As Pelosi established a new vision for House leadership, she did so with careful attention to detail. She has worn black on somber days and white as a nod to suffragists when she wants to make a silent protest. When she needs to assert authority, she adorns her lapel with a pin that is a miniature of the speaker’s mace with the eagle of justice on top. And no matter how long the workday or how many hours Pelosi spent whipping votes, her hair is never out of place, and her lipstick is never smudged.
Maybe these details and her appearance shouldn’t matter, but they do. Studies overwhelmingly show that women’s appearances affect how their colleagues view their work at much higher rates than their male counterparts.
In the same vein, Pelosi has struck a precarious balance between too tough and too weak. Colleagues have revealed that she keeps two items in her office — Ghirardelli chocolates on her desk and a stack of baseball bats signed by the San Francisco Giants. The items reflect pride in the businesses located in her home district, but they also subtly nod to her leadership approach.
Not all of Pelosi’s predecessors in recent memory have employed the same nuanced approach. For example, in 1995, Newt Gingrich, one of the most impactful speakers in history (for better or worse), seized power by brow-beating his enemies and allies into submission. He broke almost every political norm, embraced gridlock and consolidated control by dominating C-SPAN coverage of congressional speeches.
As unfair as it may be, these bombastic tactics wouldn’t work for a woman. Pelosi would likely be called angry, irrational and emotional and wouldn’t be able to get anything done. Instead, she keeps her caucus in line through careful hand-holding, listening, compromise, the occasional chocolate and permitting targeted defections. For example, in 2019, Pelosi and Democratic Rep. Ilhan Omar went on a diplomatic trip to Ghana just days after Omar voted against Pelosi’s immigration bill. The next year, Pelosi endorsed Omar for re-election, despite repeated clashes over policies.

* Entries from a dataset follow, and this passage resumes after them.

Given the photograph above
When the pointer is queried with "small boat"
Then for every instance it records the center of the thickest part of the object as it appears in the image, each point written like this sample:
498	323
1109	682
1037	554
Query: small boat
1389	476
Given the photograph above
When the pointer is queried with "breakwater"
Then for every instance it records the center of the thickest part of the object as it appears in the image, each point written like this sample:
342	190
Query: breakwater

But the threat of the bat, so to speak, also remains. In December 2019, the House of Representatives passed articles of impeachment against then-President Donald Trump. As she banged the gavel, a few Democrats began to cheer. She glanced in their direction and, with a quick flick of her hand, silenced any applause. This moment was dark, not a time for celebration, and her members quickly received the message.
This careful balance was revealed in the Jan. 6 footage as well. On calls with the Chairman of the Joint Chiefs of Staff Mark Milley and then-Virginia Gov. Ralph Northam, she was polite and measured. Yet, she also didn’t accept any excuses. When Department of Defense officials suggested they didn’t have the authority to act, she said, “Pretend it’s the Pentagon or White House under siege.”

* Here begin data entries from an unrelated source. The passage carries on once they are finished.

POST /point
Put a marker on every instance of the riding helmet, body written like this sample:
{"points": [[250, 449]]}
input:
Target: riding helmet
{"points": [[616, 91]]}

However, she also held her tongue when the task required it. A later clip captured Pelosi saying she hoped Donald Trump did travel to the Capitol so she could “punch him out.” She likely had similar sentiments for her Republican colleagues, many of whom had tolerated or encouraged Trump’s Big Lie and efforts to overturn the election. It is possible she shared those thoughts later. But in the moment of crisis, she put aside partisan differences in the interest of national security.
As she steps down from her leadership role, her unique status as the first female speaker, especially at moments of extreme peril, should not be overlooked. She not only established a precedent for the women that will follow, but she also accomplished more during her tenure than almost anyone who came before — and arguably under more difficult circumstances. That part of her story must not be forgotten.